McClatchy Washington Bureau
WASHINGTON – After a century and a half in various bank vaults and private collections, the world’s rarest stamp is getting a turn in the spotlight.
The most valuable stamp in the world, the British Guiana One-Cent Magenta sold last year for nearly $10 million at auction. It will be on display at the National Postal Museum until November 2017.
The stamp is scarcely bigger than a thumbnail and its imagery is faded. But it’s the stamp’s history that’s expected to draw crowds.
“It’s small, it’s dark, it’s old. But the story around it is what’s really interesting,” said Allen Kane, director of the National Postal Museum.
The stamp dates to 1856, when a postmaster in British Guiana ran out of stamps and asked a local printer to prepare a small number of replacements.
The One-Cent Magenta is the only surviving example of the one-cent stamps prepared in that batch. Its value grew as it made its way around the world – passing through owners, including a 12-year-old Scottish boy, who didn’t realize its rarity; the French government, which seized it as enemy property from Germany in World War I; and philanthropist-turned-convicted murderer John du Pont, who owned the stamp until his death in jail in 2010.
It has been the world’s most valuable philatelic object since 1922, when it was bought by American industrialist Arthur Hind, who reportedly outbid several European kings. Following his death in 1933, it was sold to an anonymous buyer who kept his identity so secret that a 1954 Life magazine article on the stamp claimed that even the owner’s wife didn’t know he’d purchased it.
The stamp changed hands twice more and went on a worldwide tour in the 1970s before being bought by du Pont in 1980. The heir to the du Pont chemical fortune, he purchased the stamp for almost $1 million.
Wrestling soon replaced stamp collecting as his main interest, however, and the One-Cent Magenta disappeared from public view for decades. In 1996, du Pont shot and killed an Olympic wrestler living on his estate – dramatized last year in the film “Foxcatcher” – and the stamp was reportedly locked away in a bank vault while he was in prison.
It was auctioned off last June and purchased by shoe designer Stuart Weitzman, who was an avid stamp collector in his childhood. Rather than keep the stamp in his own collection, as so many of its past owners have, he decided to loan it to the National Postal Museum.
The stamp has only been shown to the public on rare occasions, allowing the mystique around it to build further.
Anne Kinter of Potomac, Md., first heard the story of the One-Cent Magenta from her brother decades ago when the two were children with a budding interest in stamp collecting.
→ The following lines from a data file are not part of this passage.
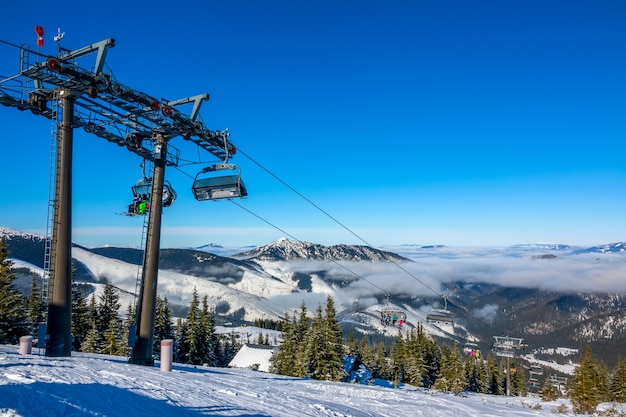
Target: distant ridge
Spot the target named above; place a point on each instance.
(617, 247)
(285, 249)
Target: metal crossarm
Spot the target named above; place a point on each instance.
(105, 107)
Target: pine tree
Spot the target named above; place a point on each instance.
(313, 358)
(518, 380)
(181, 354)
(112, 340)
(495, 377)
(163, 328)
(476, 375)
(618, 382)
(549, 391)
(333, 343)
(414, 354)
(13, 322)
(90, 344)
(108, 309)
(587, 391)
(211, 340)
(452, 372)
(34, 305)
(284, 360)
(81, 323)
(432, 359)
(396, 364)
(196, 344)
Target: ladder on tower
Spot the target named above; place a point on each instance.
(138, 284)
(48, 273)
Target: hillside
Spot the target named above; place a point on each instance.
(550, 295)
(88, 384)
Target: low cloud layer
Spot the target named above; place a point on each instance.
(425, 276)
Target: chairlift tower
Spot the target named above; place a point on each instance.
(93, 99)
(506, 346)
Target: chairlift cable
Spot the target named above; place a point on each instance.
(332, 218)
(298, 240)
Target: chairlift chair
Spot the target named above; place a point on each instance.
(217, 182)
(471, 349)
(441, 315)
(144, 187)
(394, 315)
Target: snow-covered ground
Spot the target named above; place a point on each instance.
(97, 385)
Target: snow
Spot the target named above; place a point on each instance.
(99, 385)
(253, 355)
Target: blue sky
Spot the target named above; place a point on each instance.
(432, 122)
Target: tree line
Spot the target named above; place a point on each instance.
(99, 327)
(311, 347)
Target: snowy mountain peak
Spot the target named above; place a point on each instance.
(617, 247)
(285, 249)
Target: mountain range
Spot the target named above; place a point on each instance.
(550, 295)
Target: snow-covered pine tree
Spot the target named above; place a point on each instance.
(90, 344)
(414, 368)
(452, 373)
(617, 385)
(181, 354)
(549, 391)
(163, 328)
(495, 378)
(211, 340)
(397, 362)
(195, 343)
(333, 343)
(519, 387)
(283, 361)
(587, 389)
(314, 355)
(13, 322)
(81, 321)
(108, 309)
(475, 375)
(34, 305)
(113, 344)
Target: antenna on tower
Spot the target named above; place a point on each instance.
(57, 38)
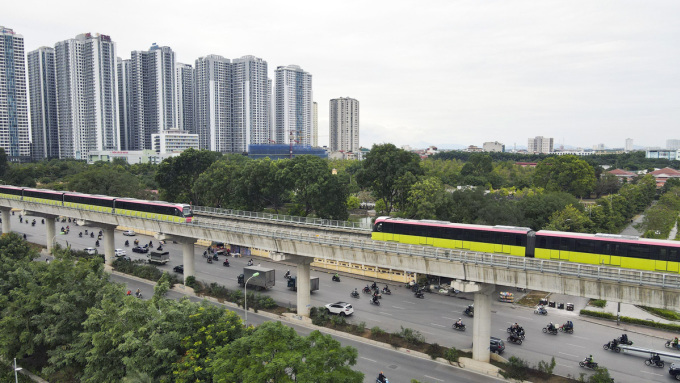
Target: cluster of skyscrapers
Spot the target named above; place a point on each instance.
(83, 98)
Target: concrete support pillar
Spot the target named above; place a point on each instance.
(302, 282)
(50, 232)
(481, 325)
(109, 246)
(6, 227)
(188, 257)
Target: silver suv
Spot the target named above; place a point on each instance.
(341, 308)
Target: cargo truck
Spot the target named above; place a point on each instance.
(313, 284)
(159, 258)
(265, 280)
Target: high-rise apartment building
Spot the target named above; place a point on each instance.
(13, 101)
(293, 106)
(251, 103)
(315, 124)
(42, 86)
(673, 144)
(493, 147)
(184, 94)
(87, 97)
(629, 144)
(151, 95)
(233, 103)
(540, 144)
(213, 103)
(344, 125)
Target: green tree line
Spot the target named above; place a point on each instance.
(72, 324)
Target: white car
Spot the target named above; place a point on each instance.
(341, 308)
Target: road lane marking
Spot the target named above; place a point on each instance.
(653, 373)
(433, 378)
(574, 345)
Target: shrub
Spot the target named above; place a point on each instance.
(666, 326)
(516, 368)
(545, 367)
(191, 282)
(411, 336)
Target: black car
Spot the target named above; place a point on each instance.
(497, 345)
(674, 370)
(140, 249)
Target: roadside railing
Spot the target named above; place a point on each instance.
(363, 226)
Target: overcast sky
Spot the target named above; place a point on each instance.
(425, 72)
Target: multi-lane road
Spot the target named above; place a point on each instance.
(431, 316)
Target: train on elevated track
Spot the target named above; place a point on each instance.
(160, 210)
(597, 249)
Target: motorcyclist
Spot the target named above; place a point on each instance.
(589, 359)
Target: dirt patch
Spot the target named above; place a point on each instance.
(532, 298)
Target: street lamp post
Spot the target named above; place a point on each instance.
(16, 370)
(245, 296)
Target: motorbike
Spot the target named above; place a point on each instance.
(656, 363)
(669, 344)
(514, 339)
(612, 346)
(586, 364)
(519, 331)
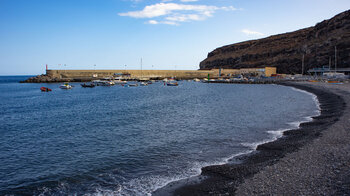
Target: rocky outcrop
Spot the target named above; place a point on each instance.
(285, 51)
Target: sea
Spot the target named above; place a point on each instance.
(134, 140)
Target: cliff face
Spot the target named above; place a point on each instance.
(285, 51)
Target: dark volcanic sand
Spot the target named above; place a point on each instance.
(312, 160)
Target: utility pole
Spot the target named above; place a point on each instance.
(335, 59)
(302, 65)
(141, 67)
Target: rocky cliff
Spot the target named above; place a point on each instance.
(285, 51)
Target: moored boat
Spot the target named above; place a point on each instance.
(133, 85)
(45, 89)
(66, 86)
(91, 85)
(172, 84)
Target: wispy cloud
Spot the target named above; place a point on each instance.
(250, 32)
(188, 0)
(173, 13)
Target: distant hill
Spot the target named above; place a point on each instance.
(285, 51)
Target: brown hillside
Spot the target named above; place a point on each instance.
(285, 51)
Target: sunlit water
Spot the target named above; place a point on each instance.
(131, 141)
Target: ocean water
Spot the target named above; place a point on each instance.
(132, 141)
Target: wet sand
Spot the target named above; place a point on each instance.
(311, 160)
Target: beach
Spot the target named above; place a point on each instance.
(311, 160)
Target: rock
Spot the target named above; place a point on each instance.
(285, 51)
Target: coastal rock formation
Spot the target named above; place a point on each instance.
(285, 51)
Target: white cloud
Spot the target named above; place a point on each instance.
(173, 13)
(188, 0)
(249, 32)
(152, 22)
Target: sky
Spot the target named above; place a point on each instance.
(117, 34)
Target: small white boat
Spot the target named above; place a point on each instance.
(132, 85)
(66, 86)
(102, 83)
(119, 82)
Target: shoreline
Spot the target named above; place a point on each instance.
(224, 179)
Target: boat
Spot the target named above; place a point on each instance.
(66, 86)
(102, 83)
(91, 85)
(45, 89)
(119, 81)
(172, 84)
(132, 85)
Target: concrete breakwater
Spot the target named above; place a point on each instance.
(52, 76)
(89, 75)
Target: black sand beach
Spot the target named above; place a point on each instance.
(312, 160)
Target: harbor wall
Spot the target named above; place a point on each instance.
(137, 74)
(133, 74)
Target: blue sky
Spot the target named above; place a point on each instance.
(116, 34)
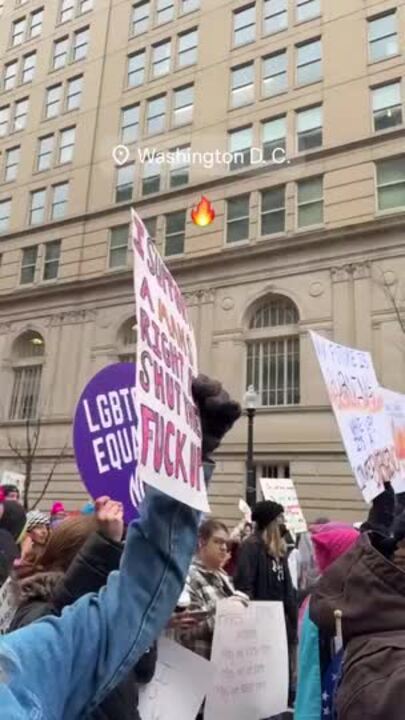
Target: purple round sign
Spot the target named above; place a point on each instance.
(104, 437)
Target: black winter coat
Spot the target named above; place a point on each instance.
(48, 593)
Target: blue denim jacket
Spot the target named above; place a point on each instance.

She visited the stamp at the museum Thursday, its first day on display, snapping a picture to show her brother.
“Frankly, if you had asked me last week, before I saw it in the paper, it would have been buried in my brain under decades,” she said. “Then you see it, and it evokes all the memories.”
Kane said the museum expects the stamp’s history and value to attract even those without a strong interest in stamps. For members of the stamp-collecting community, it’s something more, he said, representing “their world, their love, their passion.”
“It gives us a chance to show the world something that they haven’t seen in a long time,” Kane said.